Challenge: product of array except self
For each position, the product of everything else — in O(n), and without division.
- Build an answer from prefix and suffix passes
- Handle the zero case that rules out the division shortcut
Optional challenge. Two traps are blocked here: the division shortcut is defeated by a test containing a zero, and the O(n²) recompute is rejected by the read-count efficiency check. You'll need the real O(n) idea.
Return a list where each position holds the product of all the other numbers.
For [1, 2, 3, 4] the answer is [24, 12, 8, 6].

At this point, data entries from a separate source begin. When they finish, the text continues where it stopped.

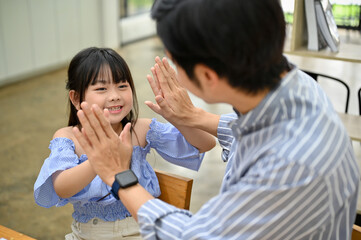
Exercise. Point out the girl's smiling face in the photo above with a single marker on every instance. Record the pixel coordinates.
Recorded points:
(116, 97)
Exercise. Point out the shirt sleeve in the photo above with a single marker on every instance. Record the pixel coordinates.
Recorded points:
(245, 211)
(172, 146)
(224, 134)
(62, 157)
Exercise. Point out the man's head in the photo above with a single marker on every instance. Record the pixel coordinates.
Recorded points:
(241, 40)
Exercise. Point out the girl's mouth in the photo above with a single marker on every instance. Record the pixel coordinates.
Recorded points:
(115, 109)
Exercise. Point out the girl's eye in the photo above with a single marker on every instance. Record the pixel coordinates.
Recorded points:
(100, 89)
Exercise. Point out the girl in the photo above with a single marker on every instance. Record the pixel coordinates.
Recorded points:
(100, 76)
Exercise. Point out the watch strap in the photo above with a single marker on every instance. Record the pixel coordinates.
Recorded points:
(115, 189)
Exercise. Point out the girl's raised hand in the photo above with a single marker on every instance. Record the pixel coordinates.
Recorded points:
(107, 152)
(172, 100)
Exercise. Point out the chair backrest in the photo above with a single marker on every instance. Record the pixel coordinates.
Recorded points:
(175, 189)
(356, 233)
(316, 75)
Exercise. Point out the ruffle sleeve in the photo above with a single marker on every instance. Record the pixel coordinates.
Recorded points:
(172, 146)
(62, 157)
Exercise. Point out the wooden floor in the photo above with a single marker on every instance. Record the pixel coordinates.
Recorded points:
(31, 111)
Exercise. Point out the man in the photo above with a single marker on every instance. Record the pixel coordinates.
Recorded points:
(291, 171)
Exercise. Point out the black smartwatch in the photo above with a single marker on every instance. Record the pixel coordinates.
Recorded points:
(123, 180)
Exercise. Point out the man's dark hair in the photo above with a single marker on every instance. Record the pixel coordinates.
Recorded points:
(241, 40)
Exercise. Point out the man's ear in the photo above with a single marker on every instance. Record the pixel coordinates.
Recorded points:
(75, 99)
(207, 77)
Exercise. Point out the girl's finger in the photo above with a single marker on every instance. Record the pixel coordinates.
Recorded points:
(91, 135)
(171, 71)
(82, 139)
(104, 122)
(153, 85)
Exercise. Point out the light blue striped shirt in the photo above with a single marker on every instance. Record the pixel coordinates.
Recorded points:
(291, 174)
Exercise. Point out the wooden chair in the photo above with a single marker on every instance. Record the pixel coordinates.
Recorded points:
(8, 233)
(175, 189)
(356, 233)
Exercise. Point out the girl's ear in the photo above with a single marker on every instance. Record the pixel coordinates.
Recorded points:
(74, 98)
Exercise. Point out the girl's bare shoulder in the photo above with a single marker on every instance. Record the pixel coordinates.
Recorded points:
(66, 132)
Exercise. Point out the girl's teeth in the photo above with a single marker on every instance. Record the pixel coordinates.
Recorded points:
(114, 108)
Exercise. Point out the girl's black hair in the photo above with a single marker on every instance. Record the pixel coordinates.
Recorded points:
(83, 71)
(241, 40)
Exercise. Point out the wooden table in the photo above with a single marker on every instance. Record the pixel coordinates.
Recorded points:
(352, 124)
(10, 234)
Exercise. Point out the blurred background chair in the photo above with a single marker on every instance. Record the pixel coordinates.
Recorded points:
(316, 76)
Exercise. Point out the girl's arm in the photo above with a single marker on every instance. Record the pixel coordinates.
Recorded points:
(174, 104)
(69, 182)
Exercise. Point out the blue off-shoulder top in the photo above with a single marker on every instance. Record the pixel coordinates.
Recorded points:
(163, 137)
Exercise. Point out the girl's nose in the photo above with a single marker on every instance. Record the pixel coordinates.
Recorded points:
(114, 96)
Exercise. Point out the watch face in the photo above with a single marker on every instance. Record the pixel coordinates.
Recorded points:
(126, 179)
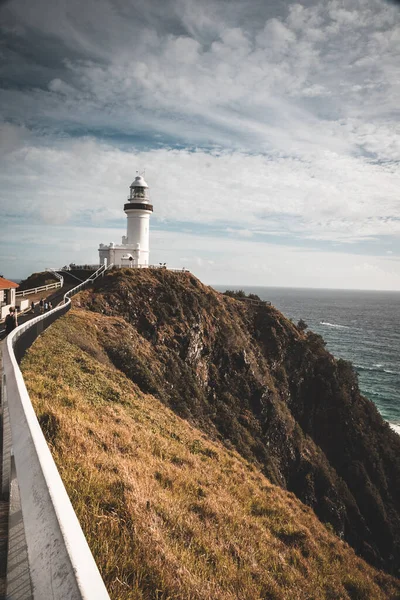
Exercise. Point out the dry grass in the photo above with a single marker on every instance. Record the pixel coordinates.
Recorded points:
(167, 513)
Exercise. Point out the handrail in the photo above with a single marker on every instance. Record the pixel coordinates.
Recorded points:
(61, 565)
(41, 288)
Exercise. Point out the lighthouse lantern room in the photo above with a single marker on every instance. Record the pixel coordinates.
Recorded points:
(134, 250)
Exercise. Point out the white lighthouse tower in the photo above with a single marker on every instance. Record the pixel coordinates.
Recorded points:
(134, 250)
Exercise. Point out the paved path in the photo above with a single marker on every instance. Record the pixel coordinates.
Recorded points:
(4, 508)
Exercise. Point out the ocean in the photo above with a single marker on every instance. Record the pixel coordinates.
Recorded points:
(360, 326)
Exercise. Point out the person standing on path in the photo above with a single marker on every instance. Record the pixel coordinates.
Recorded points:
(11, 321)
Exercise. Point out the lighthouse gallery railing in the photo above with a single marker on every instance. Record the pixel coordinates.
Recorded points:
(48, 555)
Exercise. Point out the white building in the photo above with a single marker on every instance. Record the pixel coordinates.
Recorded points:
(134, 249)
(7, 296)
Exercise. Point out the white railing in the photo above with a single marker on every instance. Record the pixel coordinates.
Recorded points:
(42, 288)
(59, 564)
(177, 269)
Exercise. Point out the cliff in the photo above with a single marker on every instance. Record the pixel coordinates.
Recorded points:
(262, 393)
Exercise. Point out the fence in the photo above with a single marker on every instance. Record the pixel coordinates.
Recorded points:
(42, 288)
(48, 556)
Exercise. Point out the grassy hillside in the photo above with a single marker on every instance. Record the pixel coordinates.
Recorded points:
(37, 280)
(248, 377)
(168, 513)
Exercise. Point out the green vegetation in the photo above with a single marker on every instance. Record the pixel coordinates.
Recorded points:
(169, 513)
(37, 280)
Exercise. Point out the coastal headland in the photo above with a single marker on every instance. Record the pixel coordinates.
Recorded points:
(213, 449)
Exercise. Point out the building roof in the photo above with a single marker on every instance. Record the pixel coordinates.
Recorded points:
(6, 284)
(139, 182)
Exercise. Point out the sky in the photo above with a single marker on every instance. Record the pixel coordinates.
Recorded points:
(268, 131)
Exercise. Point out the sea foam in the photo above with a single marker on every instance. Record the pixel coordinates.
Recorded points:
(334, 325)
(395, 428)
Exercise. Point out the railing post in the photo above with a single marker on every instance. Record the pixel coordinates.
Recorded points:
(5, 480)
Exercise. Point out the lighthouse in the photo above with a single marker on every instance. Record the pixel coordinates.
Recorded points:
(134, 249)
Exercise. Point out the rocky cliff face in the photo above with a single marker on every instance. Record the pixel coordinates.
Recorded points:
(246, 375)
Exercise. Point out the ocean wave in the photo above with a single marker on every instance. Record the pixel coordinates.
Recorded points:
(376, 369)
(334, 325)
(395, 428)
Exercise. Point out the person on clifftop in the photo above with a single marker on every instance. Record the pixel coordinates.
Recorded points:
(11, 320)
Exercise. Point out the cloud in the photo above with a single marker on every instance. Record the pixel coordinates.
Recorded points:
(253, 120)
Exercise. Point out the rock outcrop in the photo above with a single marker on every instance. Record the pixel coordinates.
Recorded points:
(247, 376)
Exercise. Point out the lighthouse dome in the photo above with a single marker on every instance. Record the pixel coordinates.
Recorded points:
(139, 182)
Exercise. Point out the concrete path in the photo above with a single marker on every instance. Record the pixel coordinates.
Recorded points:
(4, 511)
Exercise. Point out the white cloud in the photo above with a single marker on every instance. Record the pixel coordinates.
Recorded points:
(299, 108)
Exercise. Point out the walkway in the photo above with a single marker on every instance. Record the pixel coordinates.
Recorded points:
(4, 508)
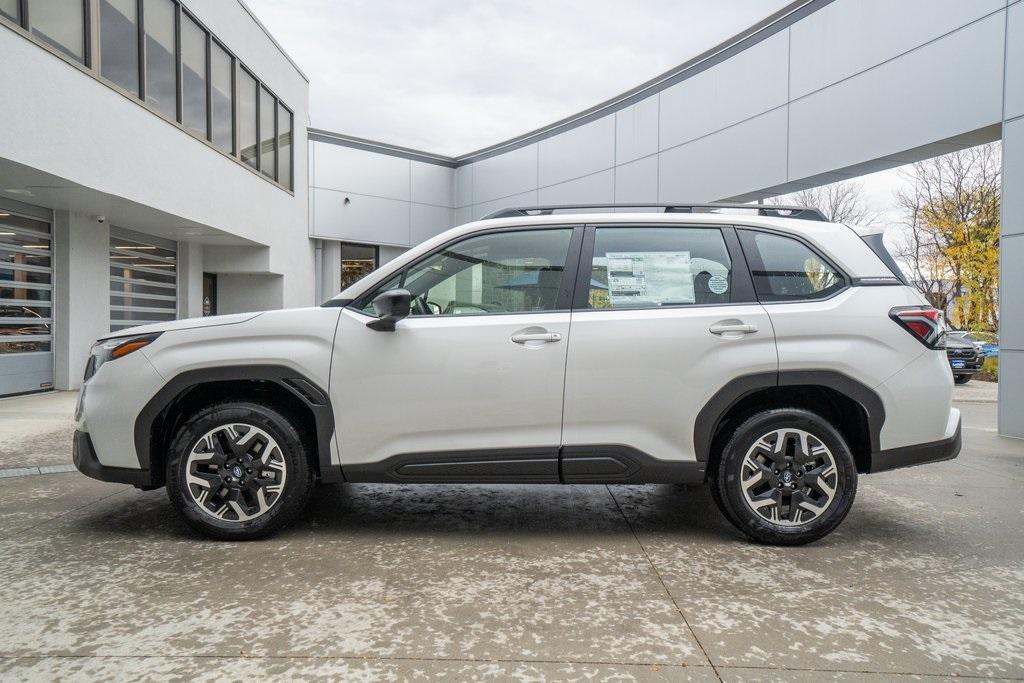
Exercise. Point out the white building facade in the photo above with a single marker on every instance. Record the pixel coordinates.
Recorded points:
(818, 92)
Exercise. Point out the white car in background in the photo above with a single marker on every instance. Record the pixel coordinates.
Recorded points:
(770, 354)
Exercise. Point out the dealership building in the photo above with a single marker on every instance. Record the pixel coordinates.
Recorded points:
(158, 161)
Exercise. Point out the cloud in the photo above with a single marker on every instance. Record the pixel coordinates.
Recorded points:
(452, 77)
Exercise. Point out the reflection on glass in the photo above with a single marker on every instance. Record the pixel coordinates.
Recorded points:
(193, 76)
(267, 111)
(356, 262)
(26, 286)
(247, 117)
(119, 43)
(284, 146)
(161, 67)
(59, 24)
(221, 66)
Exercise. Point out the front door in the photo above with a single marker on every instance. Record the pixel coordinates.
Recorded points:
(469, 386)
(668, 318)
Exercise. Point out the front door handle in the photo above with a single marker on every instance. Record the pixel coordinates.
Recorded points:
(730, 327)
(523, 337)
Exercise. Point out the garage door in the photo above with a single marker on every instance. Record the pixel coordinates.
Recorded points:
(143, 279)
(26, 304)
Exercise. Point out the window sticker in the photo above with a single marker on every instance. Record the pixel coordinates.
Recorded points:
(649, 279)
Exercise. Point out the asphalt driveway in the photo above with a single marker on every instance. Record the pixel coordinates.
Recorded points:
(925, 578)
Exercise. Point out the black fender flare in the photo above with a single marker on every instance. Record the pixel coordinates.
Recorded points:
(710, 417)
(291, 380)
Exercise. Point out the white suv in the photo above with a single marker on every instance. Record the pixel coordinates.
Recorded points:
(769, 353)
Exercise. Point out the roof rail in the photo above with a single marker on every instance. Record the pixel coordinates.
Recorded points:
(772, 210)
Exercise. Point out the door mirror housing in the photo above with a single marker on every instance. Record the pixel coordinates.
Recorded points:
(390, 307)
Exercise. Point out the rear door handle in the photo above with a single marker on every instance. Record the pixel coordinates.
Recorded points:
(725, 328)
(522, 338)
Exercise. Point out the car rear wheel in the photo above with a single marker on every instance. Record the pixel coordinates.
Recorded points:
(785, 477)
(238, 471)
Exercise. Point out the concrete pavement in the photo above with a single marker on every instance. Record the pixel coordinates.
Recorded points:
(924, 579)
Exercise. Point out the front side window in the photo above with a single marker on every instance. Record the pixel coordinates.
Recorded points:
(59, 24)
(119, 43)
(161, 56)
(658, 266)
(785, 269)
(500, 272)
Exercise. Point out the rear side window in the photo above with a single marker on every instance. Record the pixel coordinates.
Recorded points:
(786, 269)
(658, 266)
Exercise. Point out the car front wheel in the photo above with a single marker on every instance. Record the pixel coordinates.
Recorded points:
(238, 471)
(785, 477)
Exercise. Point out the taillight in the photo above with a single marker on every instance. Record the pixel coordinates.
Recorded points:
(925, 323)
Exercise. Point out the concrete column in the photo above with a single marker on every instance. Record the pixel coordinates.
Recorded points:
(189, 280)
(82, 284)
(1012, 239)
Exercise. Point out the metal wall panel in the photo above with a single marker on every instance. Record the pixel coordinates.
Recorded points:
(901, 104)
(363, 172)
(637, 181)
(432, 184)
(849, 36)
(367, 219)
(583, 151)
(750, 155)
(505, 175)
(734, 90)
(594, 188)
(636, 130)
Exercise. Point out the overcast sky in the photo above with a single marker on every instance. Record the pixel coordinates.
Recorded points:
(453, 77)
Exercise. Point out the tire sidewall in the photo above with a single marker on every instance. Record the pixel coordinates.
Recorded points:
(729, 470)
(297, 482)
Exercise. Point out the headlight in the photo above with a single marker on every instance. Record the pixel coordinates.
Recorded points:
(112, 349)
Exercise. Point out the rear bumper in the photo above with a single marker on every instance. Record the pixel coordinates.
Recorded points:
(88, 464)
(920, 454)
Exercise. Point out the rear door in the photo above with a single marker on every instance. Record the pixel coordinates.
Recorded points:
(664, 317)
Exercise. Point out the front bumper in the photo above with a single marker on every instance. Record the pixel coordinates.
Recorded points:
(919, 454)
(88, 464)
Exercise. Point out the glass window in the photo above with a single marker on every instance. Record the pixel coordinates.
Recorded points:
(785, 269)
(247, 117)
(60, 24)
(161, 59)
(502, 272)
(658, 266)
(222, 94)
(26, 285)
(119, 43)
(284, 146)
(11, 9)
(356, 262)
(267, 134)
(193, 76)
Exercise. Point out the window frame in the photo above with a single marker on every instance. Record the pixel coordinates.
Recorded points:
(90, 65)
(566, 288)
(752, 255)
(741, 284)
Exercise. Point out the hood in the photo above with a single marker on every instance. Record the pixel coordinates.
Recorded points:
(186, 324)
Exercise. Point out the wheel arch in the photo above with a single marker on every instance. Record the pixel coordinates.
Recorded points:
(854, 409)
(279, 385)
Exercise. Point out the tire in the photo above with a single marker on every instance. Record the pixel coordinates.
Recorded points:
(791, 492)
(211, 483)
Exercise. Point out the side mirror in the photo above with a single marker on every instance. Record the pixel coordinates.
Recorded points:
(390, 307)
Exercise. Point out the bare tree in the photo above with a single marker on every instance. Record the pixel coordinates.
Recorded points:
(841, 202)
(951, 239)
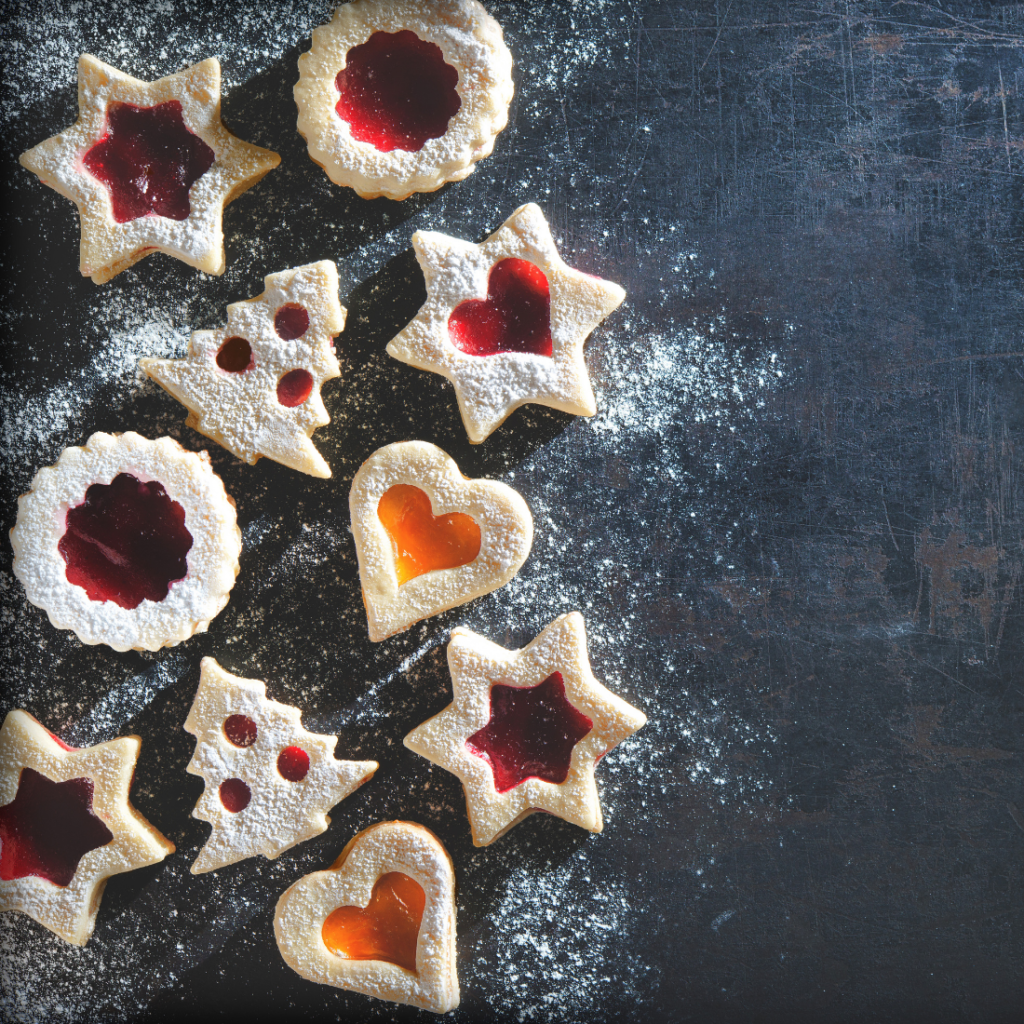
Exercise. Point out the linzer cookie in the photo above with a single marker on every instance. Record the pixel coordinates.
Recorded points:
(398, 96)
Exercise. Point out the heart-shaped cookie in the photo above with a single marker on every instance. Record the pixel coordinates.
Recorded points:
(380, 921)
(427, 539)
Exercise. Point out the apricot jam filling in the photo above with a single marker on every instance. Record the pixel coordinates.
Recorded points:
(386, 930)
(396, 91)
(421, 541)
(530, 734)
(148, 160)
(126, 543)
(514, 317)
(48, 827)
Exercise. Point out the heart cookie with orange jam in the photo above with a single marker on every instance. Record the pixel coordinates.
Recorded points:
(505, 321)
(67, 825)
(380, 921)
(150, 166)
(525, 728)
(428, 539)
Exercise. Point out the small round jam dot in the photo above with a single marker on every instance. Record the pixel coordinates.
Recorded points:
(236, 355)
(295, 387)
(235, 795)
(293, 763)
(291, 322)
(241, 730)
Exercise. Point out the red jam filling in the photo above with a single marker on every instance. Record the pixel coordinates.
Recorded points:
(291, 322)
(386, 930)
(421, 541)
(48, 827)
(295, 387)
(530, 734)
(396, 91)
(293, 764)
(235, 795)
(148, 160)
(236, 355)
(126, 542)
(514, 317)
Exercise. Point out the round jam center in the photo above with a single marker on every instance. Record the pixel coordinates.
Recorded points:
(396, 91)
(386, 930)
(48, 828)
(126, 543)
(530, 734)
(514, 317)
(421, 541)
(148, 160)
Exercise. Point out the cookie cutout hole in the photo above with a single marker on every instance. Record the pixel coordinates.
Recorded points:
(126, 543)
(48, 827)
(386, 930)
(514, 317)
(235, 795)
(396, 91)
(422, 542)
(148, 160)
(530, 734)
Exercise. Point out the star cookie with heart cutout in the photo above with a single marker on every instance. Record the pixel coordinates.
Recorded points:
(525, 728)
(380, 921)
(505, 322)
(150, 166)
(427, 539)
(254, 385)
(67, 825)
(268, 781)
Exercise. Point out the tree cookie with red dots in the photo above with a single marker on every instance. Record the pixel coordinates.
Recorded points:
(398, 96)
(506, 322)
(254, 385)
(380, 921)
(428, 539)
(67, 825)
(128, 542)
(150, 166)
(268, 781)
(525, 728)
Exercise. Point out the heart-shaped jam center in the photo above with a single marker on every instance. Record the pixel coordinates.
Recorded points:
(126, 543)
(421, 541)
(530, 733)
(396, 91)
(48, 827)
(386, 930)
(148, 160)
(514, 317)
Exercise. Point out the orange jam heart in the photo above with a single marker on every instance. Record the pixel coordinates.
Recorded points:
(386, 930)
(423, 542)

The tempting shortcut — multiply everything, then divide out each element — breaks
the moment there's a 0 in the list (division by zero), and it's banned for that
reason. Recomputing each product from scratch is O(n²). The clean O(n) solution
uses two sweeps.
Idea: for each index, the answer is (product of everything to its left) × (product of everything to its right). Do one left-to-right pass filling in the running prefix product, then one right-to-left pass multiplying in the running suffix product. No division, two passes.
Write product_except_self(nums): a list where out[i] is the product of every element except nums[i]. No division. Handle zeros. Aim for O(n).
product_except_self([1, 2, 3, 4]) → [24, 12, 8, 6]product_except_self([1, 2, 0, 4]) → [0, 0, 8, 0]The zero case is the giveaway that division won't save you — prefix/suffix products sidestep it entirely.